- The Washington Times - Tuesday, June 2, 2009

Slowing the annual growth rate of health care costs by 1.5 percentage points would save the average family $2,600 annually, according to a White House report scheduled to be released Tuesday.

The White House’s Council of Economic Advisers (CEA) said families would save $2,600 in 2020 and $10,000 by 2030.

The group argues that cutting the health care growth rate would slow the increase in the federal budget deficit, lower the unemployment rate, increase the labor supply and improve economic well-being, all of which would have positive benefits to the economy.

Cutting the annual growth rate would increase the country’s gross domestic product by more than 2 percent in 2020 and 8 percent in 2030.

The Council’s report isn’t based on any particular reform plan being proposed, but instead based on President Obama’s goal to reduce the health care cost growth rate by 1.5 percent.

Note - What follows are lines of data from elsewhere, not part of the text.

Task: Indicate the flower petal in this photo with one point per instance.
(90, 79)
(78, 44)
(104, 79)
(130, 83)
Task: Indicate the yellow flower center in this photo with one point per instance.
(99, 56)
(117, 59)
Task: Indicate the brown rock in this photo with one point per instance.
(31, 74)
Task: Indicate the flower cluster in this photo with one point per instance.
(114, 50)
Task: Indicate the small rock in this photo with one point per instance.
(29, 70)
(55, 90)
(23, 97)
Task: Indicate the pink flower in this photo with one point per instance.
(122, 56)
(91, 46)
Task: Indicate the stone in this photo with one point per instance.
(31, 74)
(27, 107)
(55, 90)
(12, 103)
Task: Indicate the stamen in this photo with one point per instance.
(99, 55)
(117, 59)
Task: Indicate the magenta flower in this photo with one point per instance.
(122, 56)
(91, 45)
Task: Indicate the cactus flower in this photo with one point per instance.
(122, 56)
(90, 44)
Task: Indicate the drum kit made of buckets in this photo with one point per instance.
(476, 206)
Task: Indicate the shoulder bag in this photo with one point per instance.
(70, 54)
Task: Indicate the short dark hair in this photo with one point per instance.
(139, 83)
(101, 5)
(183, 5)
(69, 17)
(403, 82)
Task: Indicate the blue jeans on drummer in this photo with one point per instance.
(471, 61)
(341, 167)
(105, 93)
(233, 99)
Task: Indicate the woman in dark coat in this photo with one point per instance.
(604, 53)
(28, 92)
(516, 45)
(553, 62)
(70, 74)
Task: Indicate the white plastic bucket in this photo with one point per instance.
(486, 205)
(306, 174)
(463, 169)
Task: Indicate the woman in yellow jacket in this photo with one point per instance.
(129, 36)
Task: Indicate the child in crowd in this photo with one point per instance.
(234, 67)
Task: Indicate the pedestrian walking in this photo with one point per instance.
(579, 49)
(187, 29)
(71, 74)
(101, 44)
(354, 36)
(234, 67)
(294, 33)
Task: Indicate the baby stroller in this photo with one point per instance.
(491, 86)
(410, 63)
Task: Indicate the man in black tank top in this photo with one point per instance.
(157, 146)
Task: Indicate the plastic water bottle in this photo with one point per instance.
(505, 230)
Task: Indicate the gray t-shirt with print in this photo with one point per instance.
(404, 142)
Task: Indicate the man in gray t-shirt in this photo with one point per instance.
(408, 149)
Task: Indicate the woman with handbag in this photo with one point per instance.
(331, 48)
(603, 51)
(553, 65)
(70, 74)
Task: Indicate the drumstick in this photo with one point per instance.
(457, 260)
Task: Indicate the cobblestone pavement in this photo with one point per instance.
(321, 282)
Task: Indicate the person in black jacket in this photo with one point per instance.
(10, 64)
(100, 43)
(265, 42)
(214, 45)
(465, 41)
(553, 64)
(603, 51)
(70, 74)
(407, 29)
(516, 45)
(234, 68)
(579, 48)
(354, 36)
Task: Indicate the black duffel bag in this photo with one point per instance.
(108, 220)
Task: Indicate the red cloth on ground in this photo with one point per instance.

That’s the same pledge made by a group of trade associations at the White House last month.

The report does, to some extent, advocate for expanding insurance coverage.

“There is no way that we can expand coverage if [costs] are not under control,” said Christina Romer, chairwoman of the CEA, in a conference call with reporters. “Expanding coverage is part of the way that we can get the slowing of the growth rate of health care costs.”

“If we do reform well — if we make the tough choices to [slow the rate of increase] the key impact is, it’s very good for the economy,” she said. “How this will all play out is unknown.”

The CEA argues that “genuine health care reform” — which it doesn’t fully define — would raise standards of living by improving efficiency; raise the national saving rate; lower the unemployment rate and improve the function of the labor market with healthier employees; and increase the economic well-being of the uninsured.

There are about 46 million Americans without health insurance.

CEA estimates that without health care reform, that figure would likely rise to 72 million in 2040, adding that small businesses tend not to provide coverage.